Cordelia looked at him in puzzlement. “Yes?” She prompted. He coughed and looked rather as though he wished himself safely back at his stables or Tattersall’s at least.
Finally, he kicked the tassels of the poor, beleaguered Kidderminster and plunged headlong into the sentence that so eluded him. “Naturally if you wish a separate establishment and further marital freedoms—”
Gradually it dawned on Cordelia that he must mean “extramarital.” She blushed again, but fortunately Henry was so caught up in his own tangle that he remained quite oblivious. When he’d finished, the room was pregnant with silence. Cordelia was bereft of words, satisfied that she was not marrying Lord Winthrop under false pretences. He did not seem to have even the remotest need for the love, companionship and passion that, up until now, Cordelia had thought the natural adjuncts to wedded state.
This lack of sensibility on Henry’s part should have relieved her mind most frightfully. Her ready acceptance of his suit had been weighing on her conscience for some time. Now, however, just when she was free to make the connection without guilt, she baulked at the notion and, ironically, at Henry’s complete lack of romance. Silly nonsense! she chided herself and settled down to hear what Lord Winthrop was so anxious to impart.
Strange to say, it had no bearing on what had just occurred—or indeed, insofar as Cordelia could see, on anything much to the purpose at all. Before she knew what she was about, he began a long, hideously monotonous monologue regarding, if Cordelia understood it right—and she
was not perfectly certain that she did—the ancestry of his finest mares and the vindication of their bloodlines.

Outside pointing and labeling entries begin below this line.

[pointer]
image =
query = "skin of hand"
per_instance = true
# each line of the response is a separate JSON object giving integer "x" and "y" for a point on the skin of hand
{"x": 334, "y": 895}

About fifteen minutes through the speech—minutely interspersed with descriptions of fetlocks and height and hocks and paces—Cordelia’s eyes were drawn to the clock on the mantel. She wondered if anyone was likely to rescue her—Seraphina perhaps—but she thought not.
Just as she was focusing her thoughts once more on Lord Henry’s sudden and strange animation, she felt a choking at her throat and the same heart-stopping sensation she’d first experienced when Rhaz, Lord Carlisle and the fifth Duke of Doncaster, first cast his burning dark eyes upon her. Those self-same eyes were now fixed upon her as Pendleton—completely in his element—announced the gentleman who very properly stood two paces behind him.

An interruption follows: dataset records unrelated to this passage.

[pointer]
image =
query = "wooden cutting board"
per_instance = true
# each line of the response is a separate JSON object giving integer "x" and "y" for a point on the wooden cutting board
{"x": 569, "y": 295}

Cordelia was too surprised to do anything more than stand up shakily. Lord Henry, however, became unaccountably and overwhelmingly gushing, ushering his grace in with a great sweep of his hand and many utterances and gesticulations that no one—least of all the nobleman in question—could make any sense of.
Light dawned in his grace’s eyes when Winthrop pronounced him a positive rum one and came dangerously close to slapping his back. His lordship, it appeared, had received his grace’s very kind invitation to review the stables at Huntingdon.
What, he asked with candour, were the stallions like at stud? Cordelia was caught between cringing and laughing outright. She chose neither, for the duke caught her eye and the laughter came out as something between a gasp and a choke. Evidently he shared her badly stifled amusement, for his mouth twitched treacherously and his eyes seemed to twinkle as they glanced a certain young lady’s way.